No tengo nada contra nadie que quiera ser presidente, es una aspiración genuina, y si tuviésemos democracia con gusto ayudaría —sin esperar nada a cambio— a alguno o alguna que quisiese serlo y estuviese en la disposición de hacer lo que se requiere para convertirse en líder y trabajar duramente para ganarse los corazones y las mentes de nuestra gente y entrar luego a la presidencia por la puerta grande, sobre los hombros del pueblo; en lugar de hacerlo por la puerta trasera y protegido por las cañas huecas, como hacen los ungidos del yanqui. Si tuviésemos democracia sería válido pensar ahora en presidencias, pero este no es momento de pensarlo, cuando la democracia está tan lejos. Ahora es momento de arrancar de las carnes de la patria el horrible tumor que la agobia y la mata.

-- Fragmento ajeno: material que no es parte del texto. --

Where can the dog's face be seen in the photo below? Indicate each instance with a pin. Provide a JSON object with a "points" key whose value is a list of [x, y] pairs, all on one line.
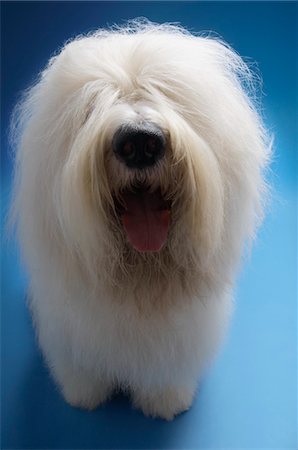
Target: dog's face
{"points": [[153, 137]]}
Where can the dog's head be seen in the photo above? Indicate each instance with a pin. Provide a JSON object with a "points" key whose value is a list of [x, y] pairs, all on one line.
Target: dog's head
{"points": [[152, 149]]}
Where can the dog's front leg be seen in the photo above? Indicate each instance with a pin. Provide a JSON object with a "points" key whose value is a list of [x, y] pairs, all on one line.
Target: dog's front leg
{"points": [[164, 403]]}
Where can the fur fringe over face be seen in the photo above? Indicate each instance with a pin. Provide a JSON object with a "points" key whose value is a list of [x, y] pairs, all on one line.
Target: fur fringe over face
{"points": [[108, 314]]}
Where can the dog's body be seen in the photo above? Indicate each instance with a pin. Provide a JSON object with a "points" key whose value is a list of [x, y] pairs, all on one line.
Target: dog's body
{"points": [[139, 176]]}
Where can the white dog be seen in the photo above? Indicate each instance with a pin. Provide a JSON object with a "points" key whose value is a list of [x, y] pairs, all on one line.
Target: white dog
{"points": [[139, 175]]}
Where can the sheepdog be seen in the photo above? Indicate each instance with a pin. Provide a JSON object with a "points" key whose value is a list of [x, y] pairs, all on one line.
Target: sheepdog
{"points": [[139, 176]]}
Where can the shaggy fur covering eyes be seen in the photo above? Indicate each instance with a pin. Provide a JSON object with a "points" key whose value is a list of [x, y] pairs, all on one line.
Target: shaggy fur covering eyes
{"points": [[139, 176]]}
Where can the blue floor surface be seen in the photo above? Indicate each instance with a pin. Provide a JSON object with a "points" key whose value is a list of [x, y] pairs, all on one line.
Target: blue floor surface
{"points": [[248, 399]]}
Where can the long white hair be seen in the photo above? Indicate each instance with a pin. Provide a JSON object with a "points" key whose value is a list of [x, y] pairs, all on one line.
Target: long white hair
{"points": [[198, 91]]}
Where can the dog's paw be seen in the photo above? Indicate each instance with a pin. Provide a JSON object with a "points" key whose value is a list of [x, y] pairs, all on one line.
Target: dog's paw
{"points": [[85, 395], [165, 404]]}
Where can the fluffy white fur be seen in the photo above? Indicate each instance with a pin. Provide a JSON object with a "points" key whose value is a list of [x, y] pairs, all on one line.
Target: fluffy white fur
{"points": [[107, 316]]}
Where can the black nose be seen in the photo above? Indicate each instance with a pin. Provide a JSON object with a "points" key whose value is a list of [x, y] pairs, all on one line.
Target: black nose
{"points": [[139, 146]]}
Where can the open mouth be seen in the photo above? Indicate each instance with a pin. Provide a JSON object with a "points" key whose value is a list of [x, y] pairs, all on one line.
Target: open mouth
{"points": [[145, 217]]}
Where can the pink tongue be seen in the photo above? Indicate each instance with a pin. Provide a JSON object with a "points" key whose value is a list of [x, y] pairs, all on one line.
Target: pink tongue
{"points": [[146, 220]]}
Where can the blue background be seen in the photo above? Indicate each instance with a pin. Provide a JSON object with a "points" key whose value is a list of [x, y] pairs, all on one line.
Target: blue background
{"points": [[248, 399]]}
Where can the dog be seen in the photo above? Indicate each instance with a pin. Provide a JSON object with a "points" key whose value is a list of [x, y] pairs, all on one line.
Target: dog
{"points": [[139, 178]]}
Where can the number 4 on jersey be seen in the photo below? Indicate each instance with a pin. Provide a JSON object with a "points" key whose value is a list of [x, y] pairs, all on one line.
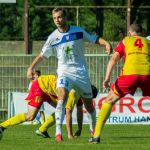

Pensar en presidencias en estos momentos en que hay en Nicaragua una dictadura cuya existencia al yanqui parece complacer es absurdo, y más absurdo aún es seguir con la estrategia que siguen los arrimados. Lo ocurrido en Venezuela debería poner a pensar a nuestros políticos en una estrategia diferente. El camino que pasa por el Departamento de Estado estadounidense no parece ser muy seguro para sus ambiciones. Hasta ahora cada uno de ellos jugaba al juego de presentarse como la María Corina nicaragüense, pero ya ven, eso no sirve de nada.
A cada uno de nuestros políticos arrimados le digo: hasta ahora pusiste todos tus huevos en la canasta del yanqui, pero deberías hacerte estas preguntas: ¿qué harás si se rompen?, ¿que harás si el yanqui no te escoge? Es claro que tenés que seguir otro camino si querés evitar esa eventualidad. A lo mejor te conviene separarte del yanqui, reconocer que no sos el líder que fingís ser, que tu popularidad no es cierta, que en realidad ni en el barrio en que naciste te conocen ya, que te engañás a vos mismo y los que te rodean te mienten, que las encuestas que alguna vez encargaste las pagaste vos mismo y mienten a tu favor. Si querés ser ese que pensás que sos, tendrás que empezar de nuevo y tratar de convertirte en líder por el camino correcto, por ese camino que transitan los líderes verdaderos, que por supuesto, no es fácil, que requiere de mucho sacrificio y mucho trabajo.